Guatemalan Murder Probe Beset by Irregularities

Case seen as challenge to decades of military impunity

HER short stature and soft voice were deceiving. Among Guatemala's highland Indians she was a legend. Among her colleagues in North America and Europe she was a rising academic star.

An ethnic Chinese Guatemalan, Myrna Elizabeth Mack Chang had become one of Latin America's most eminent anthropologists. Her research focused on Guatemala's nearly 1 million indigenous refugees, dislocated by severe military counterinsurgency practices in the early 1980s. Government authorities have been reluctant even to recognize the existence of these refugees; traveling on foot from camp to camp, Ms. Mack was the first to document their numbers and conditions.

But on Sept. 11, 1990, Mack was attacked and killed upon leaving her office here. Her colleagues and relatives believe she was murdered on the orders of Guatemala's Military Intelligence Division.

One suspect, Noel de Jesus Beteta Alvarez, a former special sergeant major from the Security Section of the Presidential High Command, was charged in December with the crime. Mr. Beteta had been missing for a year before being apprehended in Los Angeles and extradited back to Guatemala.

The Mack murder case has become one of the most important in Guatemala's history and is widely seen as a case challenging decades of military impunity. Both US Ambassador Thomas Stroock and Guatemalan President Jorge Serrano Elias have pledged support for a full investigation.

But high-ranking civilian and military officials are undermining the investigation, according to independent investigators, human rights monitors, and non-American Western diplomats. The case has been beset by irregularities from day one.

* Key physical evidence was either ignored or discarded by investigating authorities, according to a forensic report commissioned by the New York-based human rights group Americas Watch.

* For nine months, authorities denied charges of military involvement. Only last June, after unprecedented international pressure, did the government announce that the crime was politically motivated.

* In August, the chief investigator on the case was himself gunned down in broad daylight outside his own police headquaters.
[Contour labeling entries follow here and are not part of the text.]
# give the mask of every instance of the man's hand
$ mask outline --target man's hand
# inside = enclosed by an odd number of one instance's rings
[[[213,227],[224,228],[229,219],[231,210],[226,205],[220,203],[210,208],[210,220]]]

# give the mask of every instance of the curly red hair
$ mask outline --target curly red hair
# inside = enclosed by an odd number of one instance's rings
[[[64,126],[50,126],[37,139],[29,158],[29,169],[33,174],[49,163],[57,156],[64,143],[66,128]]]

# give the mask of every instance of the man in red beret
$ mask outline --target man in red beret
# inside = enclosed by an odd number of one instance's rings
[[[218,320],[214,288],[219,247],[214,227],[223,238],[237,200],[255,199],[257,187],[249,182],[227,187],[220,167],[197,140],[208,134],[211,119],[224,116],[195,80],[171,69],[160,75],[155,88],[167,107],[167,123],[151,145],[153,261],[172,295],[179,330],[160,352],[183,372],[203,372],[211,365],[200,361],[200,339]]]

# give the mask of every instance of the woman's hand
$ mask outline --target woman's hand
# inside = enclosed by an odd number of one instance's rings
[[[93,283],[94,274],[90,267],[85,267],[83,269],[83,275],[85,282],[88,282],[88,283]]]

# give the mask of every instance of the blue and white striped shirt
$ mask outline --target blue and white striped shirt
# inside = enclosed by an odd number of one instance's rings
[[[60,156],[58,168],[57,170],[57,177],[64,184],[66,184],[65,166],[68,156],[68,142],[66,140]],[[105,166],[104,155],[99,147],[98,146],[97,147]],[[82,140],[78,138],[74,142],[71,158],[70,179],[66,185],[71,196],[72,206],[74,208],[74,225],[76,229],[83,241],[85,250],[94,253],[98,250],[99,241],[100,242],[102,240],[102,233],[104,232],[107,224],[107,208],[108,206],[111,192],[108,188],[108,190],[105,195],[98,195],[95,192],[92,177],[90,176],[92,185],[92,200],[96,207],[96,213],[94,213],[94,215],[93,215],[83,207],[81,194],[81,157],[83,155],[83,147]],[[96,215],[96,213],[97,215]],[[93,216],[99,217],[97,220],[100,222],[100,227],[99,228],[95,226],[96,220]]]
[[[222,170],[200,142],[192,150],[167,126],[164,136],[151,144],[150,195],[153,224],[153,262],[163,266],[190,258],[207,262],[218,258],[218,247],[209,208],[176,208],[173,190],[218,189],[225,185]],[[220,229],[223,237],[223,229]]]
According to the Roman Catholic archbishop's office on human rights here, the investigator had evidence linking Mack's murder to the military high command.

* A key witness he interviewed has since recanted his testimony.

* An military intelligence file - indicating that the military at the very least had an interest in Mack - has not been turned over to court authorities, despite several formal requests, according to the government's own human rights ombudsman.

* On Dec. 9, the presiding judge removed himself from the case, claiming that Helen Mack, sister of the murdered anthropologist, had challenged his integrity by requesting access to presumably public documents on the suspect.

* On Dec. 10, the Mack family announced that groups of men had conducted surveillance of their home in Guatemala City for several days, in a manner similar to surveillance conducted on Mack prior to her murder.

The Mack family was formally visited by Ambassador Stroock in early December, as well as by ambassadors from Canada and France, in a public demonstration of support. "I hope this case does not remain, like so many other crimes, committed in a cloak of impunity." Helen Mack told a local newspaper.

The Mack murder is but one of thousands of politically motivated murders in recent years. Since January 1990, extrajudicial murders and disappearances have continued at a rate of two per day, according to the ombudsman's office.

Human rights monitors and Western officials say military-controlled security forces are the primary killers. The US State Department's 1990 report on Guatemala reads: "Reliable evidence indicates that the security forces committed, with almost total impunity, a majority of the major human rights abuses."

Based on previously recorded testimony, independent investigators and sources sympathetic to the Mack family say they believe Beteta was indeed one of Mack's assailants. But the number of men involved in the murder of Mack and the surveillance that preceded it indicate that he was not acting alone, they say.